Na entrada do Bloco E, Jace estava encostado no corrimão, mexendo no celular.
Quando me viu, deu aquele sorriso que fazia meus joelhos ficarem menos confiáveis.
— Você tá atrasada pra não responder minhas mensagens — ele disse, guardando o celular no bolso da jaqueta.
— Estudo intenso. Café com gente nova. Conflitos internos com uma rival silenciosa. O combo completo.
Ele arqueou uma sobrancelha.
— Rival?
— Kayla tá no meu grupo de projeto. E você me meteu nisso.
— Eu sabia que você ia dar conta.
— Você também podia ter me avisado.
— Se eu avisasse, você ia pensar demais. E talvez dissesse não. E eu sou egoísta quando se trata de ver você brilhando.
Por um segundo, só fiquei encarando ele. A franqueza. O jeito descomplicado com que dizia verdades difíceis.

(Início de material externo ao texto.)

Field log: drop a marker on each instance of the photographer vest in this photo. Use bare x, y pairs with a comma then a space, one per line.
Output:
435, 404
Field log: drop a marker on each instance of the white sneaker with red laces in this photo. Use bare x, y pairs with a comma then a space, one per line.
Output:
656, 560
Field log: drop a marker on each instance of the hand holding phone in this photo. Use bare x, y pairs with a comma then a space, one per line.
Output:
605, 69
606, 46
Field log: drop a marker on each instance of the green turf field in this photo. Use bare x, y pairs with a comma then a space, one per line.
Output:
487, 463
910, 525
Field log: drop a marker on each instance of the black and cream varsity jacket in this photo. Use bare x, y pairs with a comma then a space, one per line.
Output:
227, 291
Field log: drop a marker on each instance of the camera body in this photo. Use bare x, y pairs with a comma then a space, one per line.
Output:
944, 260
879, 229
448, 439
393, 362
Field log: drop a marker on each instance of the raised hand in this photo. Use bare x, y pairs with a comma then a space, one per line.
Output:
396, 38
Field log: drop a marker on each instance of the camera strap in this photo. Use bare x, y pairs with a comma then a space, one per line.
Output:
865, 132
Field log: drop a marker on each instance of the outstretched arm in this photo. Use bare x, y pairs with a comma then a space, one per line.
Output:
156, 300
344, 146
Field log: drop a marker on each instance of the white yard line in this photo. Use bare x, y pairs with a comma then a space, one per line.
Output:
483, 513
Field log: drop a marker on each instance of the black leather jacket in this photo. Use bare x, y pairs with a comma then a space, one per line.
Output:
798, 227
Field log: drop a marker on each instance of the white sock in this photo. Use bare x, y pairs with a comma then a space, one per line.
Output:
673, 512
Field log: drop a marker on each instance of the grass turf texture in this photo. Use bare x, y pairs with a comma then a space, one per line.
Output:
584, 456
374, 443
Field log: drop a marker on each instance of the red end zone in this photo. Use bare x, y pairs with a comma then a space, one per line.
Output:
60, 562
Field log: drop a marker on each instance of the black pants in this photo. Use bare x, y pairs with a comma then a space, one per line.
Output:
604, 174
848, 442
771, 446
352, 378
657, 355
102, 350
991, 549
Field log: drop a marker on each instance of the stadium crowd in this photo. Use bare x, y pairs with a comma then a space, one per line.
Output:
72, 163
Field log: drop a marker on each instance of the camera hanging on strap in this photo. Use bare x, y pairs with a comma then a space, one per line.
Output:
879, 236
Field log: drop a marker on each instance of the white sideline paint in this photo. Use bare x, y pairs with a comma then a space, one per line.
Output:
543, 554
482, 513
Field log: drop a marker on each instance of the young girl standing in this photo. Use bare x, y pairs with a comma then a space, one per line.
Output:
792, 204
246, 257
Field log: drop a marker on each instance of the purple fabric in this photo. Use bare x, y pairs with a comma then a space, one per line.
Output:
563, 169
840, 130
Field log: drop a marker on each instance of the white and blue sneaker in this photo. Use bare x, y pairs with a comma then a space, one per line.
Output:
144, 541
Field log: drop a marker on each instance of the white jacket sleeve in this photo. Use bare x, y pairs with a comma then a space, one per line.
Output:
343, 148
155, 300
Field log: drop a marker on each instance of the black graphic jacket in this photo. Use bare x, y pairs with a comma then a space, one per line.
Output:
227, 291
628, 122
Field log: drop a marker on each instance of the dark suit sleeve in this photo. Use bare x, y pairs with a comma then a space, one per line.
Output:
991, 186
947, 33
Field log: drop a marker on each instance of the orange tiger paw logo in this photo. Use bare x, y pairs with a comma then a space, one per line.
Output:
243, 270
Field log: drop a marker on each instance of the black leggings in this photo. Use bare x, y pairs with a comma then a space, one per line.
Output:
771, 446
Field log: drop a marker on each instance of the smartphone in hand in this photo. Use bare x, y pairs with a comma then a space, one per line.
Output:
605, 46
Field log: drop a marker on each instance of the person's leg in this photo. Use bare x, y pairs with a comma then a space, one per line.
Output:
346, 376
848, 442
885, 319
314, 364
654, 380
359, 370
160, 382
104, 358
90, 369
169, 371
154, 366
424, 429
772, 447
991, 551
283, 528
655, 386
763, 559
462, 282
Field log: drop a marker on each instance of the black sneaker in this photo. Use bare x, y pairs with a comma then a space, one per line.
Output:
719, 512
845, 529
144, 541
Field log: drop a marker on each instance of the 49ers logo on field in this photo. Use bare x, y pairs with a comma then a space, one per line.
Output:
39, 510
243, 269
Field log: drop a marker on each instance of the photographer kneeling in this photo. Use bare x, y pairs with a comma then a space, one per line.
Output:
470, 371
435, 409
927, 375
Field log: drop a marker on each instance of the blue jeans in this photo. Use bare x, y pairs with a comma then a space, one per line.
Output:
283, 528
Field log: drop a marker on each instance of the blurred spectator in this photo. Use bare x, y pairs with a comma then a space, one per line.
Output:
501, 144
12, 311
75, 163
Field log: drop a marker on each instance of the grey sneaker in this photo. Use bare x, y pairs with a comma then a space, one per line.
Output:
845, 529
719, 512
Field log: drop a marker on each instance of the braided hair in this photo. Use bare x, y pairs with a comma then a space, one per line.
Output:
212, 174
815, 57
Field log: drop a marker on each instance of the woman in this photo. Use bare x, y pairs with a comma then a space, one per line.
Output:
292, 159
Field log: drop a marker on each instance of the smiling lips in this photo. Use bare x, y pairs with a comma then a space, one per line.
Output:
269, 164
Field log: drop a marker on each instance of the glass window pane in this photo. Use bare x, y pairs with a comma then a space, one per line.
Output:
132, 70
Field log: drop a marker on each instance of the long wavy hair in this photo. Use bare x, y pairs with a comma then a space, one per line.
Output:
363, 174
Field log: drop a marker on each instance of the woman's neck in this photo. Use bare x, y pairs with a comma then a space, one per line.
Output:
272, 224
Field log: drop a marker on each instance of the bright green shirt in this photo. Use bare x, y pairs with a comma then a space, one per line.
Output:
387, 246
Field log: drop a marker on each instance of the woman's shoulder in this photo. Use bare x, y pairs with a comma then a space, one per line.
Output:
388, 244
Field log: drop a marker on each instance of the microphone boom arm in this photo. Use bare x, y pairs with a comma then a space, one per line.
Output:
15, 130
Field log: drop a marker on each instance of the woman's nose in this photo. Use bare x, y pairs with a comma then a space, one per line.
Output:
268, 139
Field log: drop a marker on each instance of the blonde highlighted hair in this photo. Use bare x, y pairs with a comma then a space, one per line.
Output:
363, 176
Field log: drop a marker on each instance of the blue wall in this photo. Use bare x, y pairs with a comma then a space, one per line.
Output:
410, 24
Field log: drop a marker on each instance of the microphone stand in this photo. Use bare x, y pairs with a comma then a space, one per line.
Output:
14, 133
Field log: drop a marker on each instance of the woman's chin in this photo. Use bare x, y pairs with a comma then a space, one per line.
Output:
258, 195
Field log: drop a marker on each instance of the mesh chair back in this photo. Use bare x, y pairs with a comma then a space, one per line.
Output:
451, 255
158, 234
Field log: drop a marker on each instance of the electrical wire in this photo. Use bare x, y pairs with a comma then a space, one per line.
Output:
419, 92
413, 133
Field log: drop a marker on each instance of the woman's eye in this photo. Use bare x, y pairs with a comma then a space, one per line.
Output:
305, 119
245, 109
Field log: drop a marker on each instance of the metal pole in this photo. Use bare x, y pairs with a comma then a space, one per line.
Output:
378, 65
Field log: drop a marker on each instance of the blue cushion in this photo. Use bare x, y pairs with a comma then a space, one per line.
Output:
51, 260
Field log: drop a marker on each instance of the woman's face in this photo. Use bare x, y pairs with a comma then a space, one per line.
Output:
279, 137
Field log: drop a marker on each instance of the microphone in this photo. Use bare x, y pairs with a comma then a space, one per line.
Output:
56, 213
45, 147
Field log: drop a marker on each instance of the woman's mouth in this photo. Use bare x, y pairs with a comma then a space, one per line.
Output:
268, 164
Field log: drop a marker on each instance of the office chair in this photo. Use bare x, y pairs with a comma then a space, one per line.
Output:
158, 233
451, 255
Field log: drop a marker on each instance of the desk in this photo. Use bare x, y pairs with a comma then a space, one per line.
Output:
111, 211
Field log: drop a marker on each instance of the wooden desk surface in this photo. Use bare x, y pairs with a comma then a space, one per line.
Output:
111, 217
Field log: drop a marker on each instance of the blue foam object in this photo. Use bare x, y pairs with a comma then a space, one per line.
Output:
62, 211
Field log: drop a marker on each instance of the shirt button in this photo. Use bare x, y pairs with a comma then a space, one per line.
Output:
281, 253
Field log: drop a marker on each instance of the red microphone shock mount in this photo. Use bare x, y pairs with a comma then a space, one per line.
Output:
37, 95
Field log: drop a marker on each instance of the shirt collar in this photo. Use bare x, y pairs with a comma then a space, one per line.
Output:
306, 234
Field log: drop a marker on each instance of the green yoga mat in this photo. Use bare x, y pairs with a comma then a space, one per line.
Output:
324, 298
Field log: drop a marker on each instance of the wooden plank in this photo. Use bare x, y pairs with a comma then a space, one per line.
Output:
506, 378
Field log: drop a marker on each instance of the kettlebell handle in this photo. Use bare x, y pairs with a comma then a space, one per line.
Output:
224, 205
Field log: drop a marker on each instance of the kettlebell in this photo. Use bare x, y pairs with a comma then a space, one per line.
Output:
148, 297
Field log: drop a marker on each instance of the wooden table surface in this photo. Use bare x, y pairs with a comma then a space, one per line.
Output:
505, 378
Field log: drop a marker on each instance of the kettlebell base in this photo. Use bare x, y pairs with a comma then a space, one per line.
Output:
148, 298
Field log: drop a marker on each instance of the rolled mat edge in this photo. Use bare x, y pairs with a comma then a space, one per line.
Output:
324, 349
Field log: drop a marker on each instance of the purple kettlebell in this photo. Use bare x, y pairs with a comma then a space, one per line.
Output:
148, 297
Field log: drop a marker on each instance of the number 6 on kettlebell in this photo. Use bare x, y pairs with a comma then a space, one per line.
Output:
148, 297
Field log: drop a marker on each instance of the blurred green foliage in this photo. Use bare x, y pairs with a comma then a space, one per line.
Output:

— Você complica tudo e, ao mesmo tempo, torna tudo mais simples — murmurei.
— É meu superpoder — ele respondeu, se aproximando até o espaço entre nós sumir. — Quer ir na festa no Bloco G comigo hoje?
— Achei que você não curtia festas universitárias.
— Não curto. Mas você vai. E eu gosto de ver o mundo pela sua perspectiva.
Sorri. Sem pensar. De verdade.
— Me dá dez minutos pra trocar de roupa.
Ele assentiu, encostando de novo no corrimão enquanto eu subia as escadas. Antes de entrar, olhei pra trás.
Ele estava ali, me esperando.
E pela primeira vez, aquela imagem me pareceu não só real... mas segura.